Je vois devant moi la monographie que j’ai écrite. Ceci n’est pas sans motif. Un de mes amis, très visuel, m’a écrit hier de Berlin : « Je pense beaucoup à ton livre sur les rêves. Je le vois devant moi, achevé, et je le feuillette. » Combien je lui ai envié ces qualités de voyant ! Si je pouvais, moi aussi, le voir achevé devant moi.

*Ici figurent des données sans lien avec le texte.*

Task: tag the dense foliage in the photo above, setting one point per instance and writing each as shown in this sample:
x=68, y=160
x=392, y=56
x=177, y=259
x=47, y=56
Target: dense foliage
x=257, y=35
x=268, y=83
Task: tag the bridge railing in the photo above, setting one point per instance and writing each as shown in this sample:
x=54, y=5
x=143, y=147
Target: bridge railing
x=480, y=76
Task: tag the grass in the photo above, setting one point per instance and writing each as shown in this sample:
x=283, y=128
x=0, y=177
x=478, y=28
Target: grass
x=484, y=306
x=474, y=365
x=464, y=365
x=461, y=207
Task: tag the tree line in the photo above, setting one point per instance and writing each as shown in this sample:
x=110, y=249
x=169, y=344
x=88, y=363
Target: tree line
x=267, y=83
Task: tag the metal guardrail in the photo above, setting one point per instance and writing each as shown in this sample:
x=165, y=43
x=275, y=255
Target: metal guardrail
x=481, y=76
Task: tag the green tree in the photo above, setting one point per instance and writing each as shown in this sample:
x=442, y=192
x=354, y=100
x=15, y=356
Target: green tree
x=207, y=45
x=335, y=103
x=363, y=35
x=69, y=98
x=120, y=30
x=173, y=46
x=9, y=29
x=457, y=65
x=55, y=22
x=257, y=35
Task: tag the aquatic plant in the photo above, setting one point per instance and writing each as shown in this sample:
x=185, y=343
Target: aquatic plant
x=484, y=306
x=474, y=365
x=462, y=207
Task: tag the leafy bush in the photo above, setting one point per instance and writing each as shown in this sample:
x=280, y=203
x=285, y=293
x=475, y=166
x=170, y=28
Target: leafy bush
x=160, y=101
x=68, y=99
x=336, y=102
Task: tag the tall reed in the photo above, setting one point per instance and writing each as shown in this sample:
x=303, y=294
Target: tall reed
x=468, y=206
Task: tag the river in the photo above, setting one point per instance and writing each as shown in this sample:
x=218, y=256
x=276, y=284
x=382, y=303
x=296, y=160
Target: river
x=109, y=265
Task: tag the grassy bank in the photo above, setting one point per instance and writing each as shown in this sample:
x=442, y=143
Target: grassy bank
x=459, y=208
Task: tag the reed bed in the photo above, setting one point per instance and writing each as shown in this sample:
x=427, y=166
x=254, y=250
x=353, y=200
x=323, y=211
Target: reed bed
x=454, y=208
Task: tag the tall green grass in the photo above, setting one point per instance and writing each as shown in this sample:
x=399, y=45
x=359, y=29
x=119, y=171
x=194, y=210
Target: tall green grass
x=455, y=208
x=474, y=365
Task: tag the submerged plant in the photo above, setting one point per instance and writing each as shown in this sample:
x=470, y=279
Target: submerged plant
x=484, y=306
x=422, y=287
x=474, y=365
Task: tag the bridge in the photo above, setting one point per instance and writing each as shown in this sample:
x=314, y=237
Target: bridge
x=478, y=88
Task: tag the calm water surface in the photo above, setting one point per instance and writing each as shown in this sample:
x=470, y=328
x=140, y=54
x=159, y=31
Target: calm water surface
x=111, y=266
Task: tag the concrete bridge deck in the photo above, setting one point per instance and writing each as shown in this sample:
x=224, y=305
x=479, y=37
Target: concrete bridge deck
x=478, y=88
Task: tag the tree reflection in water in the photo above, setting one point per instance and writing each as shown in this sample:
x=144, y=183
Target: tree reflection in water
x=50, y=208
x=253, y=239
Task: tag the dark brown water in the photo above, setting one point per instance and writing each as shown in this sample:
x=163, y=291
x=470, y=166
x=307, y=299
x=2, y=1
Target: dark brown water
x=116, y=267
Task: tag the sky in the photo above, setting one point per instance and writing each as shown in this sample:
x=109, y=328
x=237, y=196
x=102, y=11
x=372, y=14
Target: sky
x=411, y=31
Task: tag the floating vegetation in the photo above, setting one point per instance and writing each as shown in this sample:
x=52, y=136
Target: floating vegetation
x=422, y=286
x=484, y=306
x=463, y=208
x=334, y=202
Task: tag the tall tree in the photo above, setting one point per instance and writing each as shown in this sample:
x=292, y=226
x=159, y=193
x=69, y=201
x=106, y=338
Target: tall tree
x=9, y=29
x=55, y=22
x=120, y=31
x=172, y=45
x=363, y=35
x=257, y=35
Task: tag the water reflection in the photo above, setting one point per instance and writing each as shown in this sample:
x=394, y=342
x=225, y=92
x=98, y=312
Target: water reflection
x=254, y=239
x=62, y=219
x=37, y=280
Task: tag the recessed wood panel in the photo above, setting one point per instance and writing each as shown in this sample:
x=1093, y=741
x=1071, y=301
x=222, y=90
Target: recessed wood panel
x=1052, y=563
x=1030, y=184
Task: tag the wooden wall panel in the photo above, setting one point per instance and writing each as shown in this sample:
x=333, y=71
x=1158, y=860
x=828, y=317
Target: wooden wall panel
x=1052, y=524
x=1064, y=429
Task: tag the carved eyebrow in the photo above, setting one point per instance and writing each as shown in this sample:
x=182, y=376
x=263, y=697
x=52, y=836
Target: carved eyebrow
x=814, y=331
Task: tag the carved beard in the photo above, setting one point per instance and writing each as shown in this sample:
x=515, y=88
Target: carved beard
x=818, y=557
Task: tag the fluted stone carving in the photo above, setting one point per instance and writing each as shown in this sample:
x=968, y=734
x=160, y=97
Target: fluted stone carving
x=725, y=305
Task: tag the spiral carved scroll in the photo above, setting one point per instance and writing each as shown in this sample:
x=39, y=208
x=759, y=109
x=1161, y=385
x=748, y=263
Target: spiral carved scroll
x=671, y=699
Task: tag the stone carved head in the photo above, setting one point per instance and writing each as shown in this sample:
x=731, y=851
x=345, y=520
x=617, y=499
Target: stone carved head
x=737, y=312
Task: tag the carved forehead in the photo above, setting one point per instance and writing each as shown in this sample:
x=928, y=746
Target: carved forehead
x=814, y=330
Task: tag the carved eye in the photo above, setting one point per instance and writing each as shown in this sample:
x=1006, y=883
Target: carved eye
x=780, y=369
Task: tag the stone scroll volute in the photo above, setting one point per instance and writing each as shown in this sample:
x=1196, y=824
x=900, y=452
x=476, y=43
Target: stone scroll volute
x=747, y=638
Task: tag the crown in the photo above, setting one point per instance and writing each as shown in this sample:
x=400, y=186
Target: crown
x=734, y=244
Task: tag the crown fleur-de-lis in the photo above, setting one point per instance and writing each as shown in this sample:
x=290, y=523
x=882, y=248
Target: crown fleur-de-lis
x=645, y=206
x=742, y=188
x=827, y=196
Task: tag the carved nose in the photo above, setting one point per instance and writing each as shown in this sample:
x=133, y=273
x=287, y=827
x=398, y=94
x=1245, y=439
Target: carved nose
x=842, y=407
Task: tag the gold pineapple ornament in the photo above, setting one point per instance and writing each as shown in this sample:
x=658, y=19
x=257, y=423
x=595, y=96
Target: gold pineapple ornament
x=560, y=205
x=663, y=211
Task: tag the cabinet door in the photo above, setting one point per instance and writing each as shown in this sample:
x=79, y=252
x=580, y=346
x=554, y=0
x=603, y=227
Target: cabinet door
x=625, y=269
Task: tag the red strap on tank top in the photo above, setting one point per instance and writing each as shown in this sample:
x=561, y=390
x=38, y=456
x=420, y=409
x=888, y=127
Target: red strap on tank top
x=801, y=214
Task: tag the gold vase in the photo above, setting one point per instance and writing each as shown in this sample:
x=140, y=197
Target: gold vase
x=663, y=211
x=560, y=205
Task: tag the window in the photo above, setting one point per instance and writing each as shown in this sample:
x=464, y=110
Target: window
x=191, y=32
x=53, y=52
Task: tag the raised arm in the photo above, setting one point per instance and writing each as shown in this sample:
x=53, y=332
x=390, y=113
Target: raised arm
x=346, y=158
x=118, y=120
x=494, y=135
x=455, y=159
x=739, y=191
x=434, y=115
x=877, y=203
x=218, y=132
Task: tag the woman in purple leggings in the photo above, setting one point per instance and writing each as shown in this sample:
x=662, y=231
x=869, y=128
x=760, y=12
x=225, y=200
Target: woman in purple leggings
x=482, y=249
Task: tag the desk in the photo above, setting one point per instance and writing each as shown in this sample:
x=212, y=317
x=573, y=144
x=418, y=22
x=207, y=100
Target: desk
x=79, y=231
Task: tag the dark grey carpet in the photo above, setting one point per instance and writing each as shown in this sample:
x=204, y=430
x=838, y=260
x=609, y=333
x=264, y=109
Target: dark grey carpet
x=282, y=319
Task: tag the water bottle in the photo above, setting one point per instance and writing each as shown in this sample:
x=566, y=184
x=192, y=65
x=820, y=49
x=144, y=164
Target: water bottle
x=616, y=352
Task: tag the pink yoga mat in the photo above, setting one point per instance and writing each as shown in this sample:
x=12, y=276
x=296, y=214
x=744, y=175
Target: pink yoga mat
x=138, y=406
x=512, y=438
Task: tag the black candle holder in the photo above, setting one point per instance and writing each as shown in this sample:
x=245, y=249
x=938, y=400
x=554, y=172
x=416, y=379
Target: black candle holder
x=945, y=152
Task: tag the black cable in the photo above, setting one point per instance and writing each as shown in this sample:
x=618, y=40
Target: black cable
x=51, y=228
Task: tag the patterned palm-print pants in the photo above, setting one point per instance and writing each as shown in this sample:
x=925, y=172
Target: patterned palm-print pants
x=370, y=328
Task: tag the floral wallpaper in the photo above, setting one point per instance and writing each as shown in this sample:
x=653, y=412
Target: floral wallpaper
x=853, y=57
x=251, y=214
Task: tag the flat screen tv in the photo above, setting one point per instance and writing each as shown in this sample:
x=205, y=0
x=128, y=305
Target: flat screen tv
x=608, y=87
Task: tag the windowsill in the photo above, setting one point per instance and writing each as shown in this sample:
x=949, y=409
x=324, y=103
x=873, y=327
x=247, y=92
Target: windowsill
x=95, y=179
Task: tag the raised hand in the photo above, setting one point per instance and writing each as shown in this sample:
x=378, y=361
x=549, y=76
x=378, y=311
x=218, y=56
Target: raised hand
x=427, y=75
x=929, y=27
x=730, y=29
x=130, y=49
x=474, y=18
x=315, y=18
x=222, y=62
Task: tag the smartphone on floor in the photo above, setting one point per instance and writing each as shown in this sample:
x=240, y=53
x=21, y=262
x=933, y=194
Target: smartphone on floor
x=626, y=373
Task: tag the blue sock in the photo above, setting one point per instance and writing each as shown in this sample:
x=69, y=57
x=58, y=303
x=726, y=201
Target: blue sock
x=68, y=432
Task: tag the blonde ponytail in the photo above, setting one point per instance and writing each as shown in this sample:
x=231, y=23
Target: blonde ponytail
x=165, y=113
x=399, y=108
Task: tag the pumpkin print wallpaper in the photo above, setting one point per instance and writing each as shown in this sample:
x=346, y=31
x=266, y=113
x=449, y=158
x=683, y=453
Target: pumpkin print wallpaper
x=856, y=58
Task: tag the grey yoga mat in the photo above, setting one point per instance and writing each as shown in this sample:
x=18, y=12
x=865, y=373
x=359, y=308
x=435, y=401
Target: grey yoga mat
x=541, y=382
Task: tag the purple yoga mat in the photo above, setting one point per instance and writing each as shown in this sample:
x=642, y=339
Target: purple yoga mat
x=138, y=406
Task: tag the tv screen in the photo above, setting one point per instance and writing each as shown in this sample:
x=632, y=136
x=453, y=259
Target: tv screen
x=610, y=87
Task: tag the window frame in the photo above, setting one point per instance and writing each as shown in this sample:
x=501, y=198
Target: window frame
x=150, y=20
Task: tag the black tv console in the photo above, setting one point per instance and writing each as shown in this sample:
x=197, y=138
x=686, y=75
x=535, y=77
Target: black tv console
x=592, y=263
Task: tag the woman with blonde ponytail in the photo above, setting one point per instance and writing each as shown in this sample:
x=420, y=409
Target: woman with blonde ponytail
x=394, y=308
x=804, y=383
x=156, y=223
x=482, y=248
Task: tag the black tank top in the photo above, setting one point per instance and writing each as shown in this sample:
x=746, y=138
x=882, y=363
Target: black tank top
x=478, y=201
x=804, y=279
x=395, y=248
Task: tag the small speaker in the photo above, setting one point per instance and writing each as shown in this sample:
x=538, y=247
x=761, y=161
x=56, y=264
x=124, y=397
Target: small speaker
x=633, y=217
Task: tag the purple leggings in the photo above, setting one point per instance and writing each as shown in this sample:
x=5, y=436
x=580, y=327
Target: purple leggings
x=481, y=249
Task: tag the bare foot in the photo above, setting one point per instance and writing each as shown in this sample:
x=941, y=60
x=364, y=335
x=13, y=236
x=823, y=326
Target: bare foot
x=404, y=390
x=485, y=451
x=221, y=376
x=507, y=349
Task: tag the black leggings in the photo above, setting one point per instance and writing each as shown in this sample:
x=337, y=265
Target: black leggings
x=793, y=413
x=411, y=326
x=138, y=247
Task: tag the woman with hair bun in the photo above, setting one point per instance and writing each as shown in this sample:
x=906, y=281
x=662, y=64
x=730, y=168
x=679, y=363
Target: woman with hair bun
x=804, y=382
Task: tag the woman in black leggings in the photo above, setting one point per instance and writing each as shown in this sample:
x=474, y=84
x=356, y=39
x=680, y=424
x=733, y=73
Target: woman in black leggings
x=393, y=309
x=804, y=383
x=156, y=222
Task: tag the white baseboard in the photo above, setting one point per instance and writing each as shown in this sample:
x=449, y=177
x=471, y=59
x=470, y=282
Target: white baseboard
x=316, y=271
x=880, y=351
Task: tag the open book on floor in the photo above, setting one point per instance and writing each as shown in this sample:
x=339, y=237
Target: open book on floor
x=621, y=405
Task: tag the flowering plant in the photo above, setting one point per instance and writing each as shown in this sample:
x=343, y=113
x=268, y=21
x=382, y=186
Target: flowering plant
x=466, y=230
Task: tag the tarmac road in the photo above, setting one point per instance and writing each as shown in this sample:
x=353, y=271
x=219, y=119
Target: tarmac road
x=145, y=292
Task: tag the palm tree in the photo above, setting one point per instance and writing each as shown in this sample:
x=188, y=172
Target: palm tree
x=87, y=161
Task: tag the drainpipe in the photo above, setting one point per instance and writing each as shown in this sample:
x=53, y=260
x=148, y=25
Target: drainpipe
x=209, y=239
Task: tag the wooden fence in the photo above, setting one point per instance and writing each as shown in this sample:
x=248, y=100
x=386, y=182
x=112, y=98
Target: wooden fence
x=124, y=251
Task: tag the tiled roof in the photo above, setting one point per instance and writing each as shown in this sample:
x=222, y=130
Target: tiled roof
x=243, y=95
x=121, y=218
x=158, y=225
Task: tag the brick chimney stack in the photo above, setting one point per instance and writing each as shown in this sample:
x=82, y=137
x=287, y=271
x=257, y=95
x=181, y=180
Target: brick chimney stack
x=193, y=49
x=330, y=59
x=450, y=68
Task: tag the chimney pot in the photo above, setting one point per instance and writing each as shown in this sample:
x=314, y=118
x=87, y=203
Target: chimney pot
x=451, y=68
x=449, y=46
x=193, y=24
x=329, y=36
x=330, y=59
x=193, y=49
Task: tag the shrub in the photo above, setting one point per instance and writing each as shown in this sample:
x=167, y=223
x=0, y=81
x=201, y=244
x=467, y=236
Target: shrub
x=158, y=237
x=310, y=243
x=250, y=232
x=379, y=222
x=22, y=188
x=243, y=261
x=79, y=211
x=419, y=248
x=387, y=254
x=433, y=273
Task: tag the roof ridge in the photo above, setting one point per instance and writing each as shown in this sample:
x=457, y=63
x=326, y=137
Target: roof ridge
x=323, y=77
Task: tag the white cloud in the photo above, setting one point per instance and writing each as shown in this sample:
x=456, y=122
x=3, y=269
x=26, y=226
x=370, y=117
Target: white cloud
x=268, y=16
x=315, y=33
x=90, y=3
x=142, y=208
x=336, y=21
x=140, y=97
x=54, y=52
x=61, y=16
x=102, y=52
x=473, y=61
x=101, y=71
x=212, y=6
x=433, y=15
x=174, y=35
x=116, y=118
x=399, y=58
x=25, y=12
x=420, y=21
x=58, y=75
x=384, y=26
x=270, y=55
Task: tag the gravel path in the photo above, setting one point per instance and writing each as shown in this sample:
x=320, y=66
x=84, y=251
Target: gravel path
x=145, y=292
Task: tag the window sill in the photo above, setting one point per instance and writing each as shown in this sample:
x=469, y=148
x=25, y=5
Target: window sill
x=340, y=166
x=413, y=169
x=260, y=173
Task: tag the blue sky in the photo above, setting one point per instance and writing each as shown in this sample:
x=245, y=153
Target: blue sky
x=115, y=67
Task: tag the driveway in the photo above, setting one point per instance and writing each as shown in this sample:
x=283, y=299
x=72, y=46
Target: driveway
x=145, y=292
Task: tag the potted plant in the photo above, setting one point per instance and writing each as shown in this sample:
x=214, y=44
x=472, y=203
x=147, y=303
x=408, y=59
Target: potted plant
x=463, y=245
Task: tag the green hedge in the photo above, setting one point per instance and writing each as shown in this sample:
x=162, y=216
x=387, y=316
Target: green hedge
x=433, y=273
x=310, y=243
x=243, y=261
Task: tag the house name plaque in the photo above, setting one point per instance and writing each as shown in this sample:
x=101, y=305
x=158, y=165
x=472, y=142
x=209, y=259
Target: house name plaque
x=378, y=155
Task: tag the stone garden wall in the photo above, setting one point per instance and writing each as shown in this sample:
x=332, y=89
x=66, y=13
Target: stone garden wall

Le tableau en couleur qui est encarté. Lorsque je faisais ma médecine, je ne voulais étudier que dans des monographies. En dépit de mes ressources assez réduites, je recevais plusieurs journaux médicaux dont les tableaux en couleur me ravissaient. J’étais fier d’être si consciencieux. Quand je commençai moi-même à publier, je dus dessiner les tableaux qui accompagnaient mes travaux, et je sais que l’un d’entre eux parut si misérable qu’un collègue, pourtant bienveillant, se moqua de moi à ce sujet. A cela s’ajoute, je ne sais trop comment, un souvenir de ma petite enfance. Mon père s’amusa un jour à abandonner à l’aînée de mes sœurs et à moi un livre avec des images en couleur (description d’un voyage en Perse). J’avais alors cinq ans, ma sœur n’avait pas trois ans, et le souvenir de la joie infinie avec laquelle nous arrachions les feuilles de ce livre (feuille à feuille, comme s’il s’était agi d’un artichaut) est à peu près le seul fait que je me rappelle de cette époque comme souvenir plastique. Plus tard, quand je fus étudiant, j’eus une passion pour les livres. Je voulais les collectionner, en avoir beaucoup (c’était, comme le besoin d’étudier dans des monographies, une passion que l’on peut comparer à la passion des cyclamens et des artichauts dans la pensée du rêve). Je devins un Bücherwurm (rat de bibliothèque, littéralement : ver de livre). »
Sigmund Freud, L’Interprétation des rêves (édition 1926, traduction I. Meyerson, nouvelle édition par Denise Berger, PUF, 4e trimestre 1967, pages 153-155).